Path B (drop 2): exact-shaped verifier under an aggregate key — shared-A lattice multisignature¶
Make A = ExpandA(ρ) a global system parameter (one ρ for the whole of QRL 2.0).
Then Wall 1 is gone. Signers run an interactive (2–3 round) protocol on a common
message: agree on joint commitment w = A·Σy_i, derive one challenge
c = H(μ ‖ HighBits(w)) (sparse — satisfies V2/V3!), each returns z_i = y_i + c s1_i,
and the aggregate is z* = Σ z_i = Σy_i + c·(Σ s1_i) under aggregate key
t1* = HighBits(Σ t_i), secret s1* = Σ s1_i. This is a genuine response to a
sparse challenge — (V2),(V3) hold by construction. Remaining cost is Wall 2: ‖z*‖∞
grows with the number of signers, so you need joint rejection sampling and, for large
cohorts, an enlarged γ1 (⇒ an ML-DSA verifier of a new parameter set, not byte-
identical FIPS-204). Best for: many validators signing the same block / epoch
(consensus) — the exact niche BLS fills in Ethereum, and where interaction is already
present. Satisfies "capabilities strictly derived from the keys" literally (s1* =
Σ s1_i; n-of-n grants no new power) and "the aggregate key is derived from and bounded
by the component keys."
Path C (drop 2, non-interactive flavor): synchronized aggregation¶
If all signers share A and a per-slot common challenge derivation (e.g. one message
per round/epoch, c from the round's public data), responses can be combined with
small e_i without a live protocol, at the cost of the synchronization assumption and
the same Wall-2 norm budget. A middle point between A and B.
5. Mapping to QRL 2.0 (recommendation)¶
- Consensus / validator set signing the same block → Path B (or C): a shared-
Alattice multisignature is the true PQ analog of BLS-in-consensus, and the aggregate is verified by an ML-DSA-shaped verifier under an aggregate key. Decide explicitly whether "ML-DSA verifier" means the algorithm at adjusted params (achievable) or the exact FIPS-204 ML-DSA-87 binary (only for tiny cohorts within the norm slack). - Arbitrary user transactions (distinct keys, distinct messages, already signed) → Path A: relaxed-verifier folding PoK. No interaction, succinct, recursive.

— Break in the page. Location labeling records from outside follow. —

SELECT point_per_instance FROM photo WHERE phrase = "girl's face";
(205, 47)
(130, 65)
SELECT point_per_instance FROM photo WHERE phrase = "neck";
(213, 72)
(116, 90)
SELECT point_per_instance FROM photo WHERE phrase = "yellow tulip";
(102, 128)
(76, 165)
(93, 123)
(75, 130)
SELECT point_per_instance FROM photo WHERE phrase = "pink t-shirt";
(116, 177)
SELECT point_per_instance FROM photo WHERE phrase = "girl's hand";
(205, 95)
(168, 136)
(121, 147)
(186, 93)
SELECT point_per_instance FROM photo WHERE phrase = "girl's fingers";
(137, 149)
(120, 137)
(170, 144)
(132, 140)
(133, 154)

- A system can ship both: B for the validator layer, A for the tx layer.
6. "Can the proof be used as a key?"¶
The aggregate (residual + commitments) is a capability object whose power is exactly
the collective signing ability of the inputs and no more — it re-enters the next fold
(Path A) or is the aggregate key/signature (Path B), but it cannot sign anything the
original set could not jointly sign. It is not fresh secret-key material: public
aggregation yields combined responses/commitments, never new trapdoors. In Path B,
the derived s1* = Σ s1_i is a real aggregate secret, but it exists only as the
distributed sum across the signers — no single party (and no public aggregator) holds
it. That is the precise, sound reading of "used as a key": an aggregate public key
under which only the cohort, acting together, can sign.

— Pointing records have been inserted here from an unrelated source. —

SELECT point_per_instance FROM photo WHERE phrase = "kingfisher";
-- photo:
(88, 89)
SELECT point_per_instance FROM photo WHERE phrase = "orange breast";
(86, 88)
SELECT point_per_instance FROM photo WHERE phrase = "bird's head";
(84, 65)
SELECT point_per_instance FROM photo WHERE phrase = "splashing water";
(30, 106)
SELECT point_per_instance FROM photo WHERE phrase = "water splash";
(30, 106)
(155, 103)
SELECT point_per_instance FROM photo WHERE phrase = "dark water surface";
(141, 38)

7. Immediate next artifacts¶
- Path A folding step, written out over
R_q: exact relaxed relation, the cross-term (L/R) Module-SIS commitment, per-level norm accounting (ε-weight, fan-in), extraction sketch, and the standalone relaxed verifier. → Rust prototype proving honest completeness + measuring norms/sizes. - Path B protocol, written out: shared-
Aparameter generation, the 2–3 round joint-signing with norm-controlled rejection sampling, aggregate-key derivation, and the exact verifier parameters needed (and the max cohort size that stays inside ML-DSA-87's nativeγ1). - Fold in background-research concrete sizes (LaBRADOR cross-term costs, lattice multisig norm/round bounds) when the workflow lands.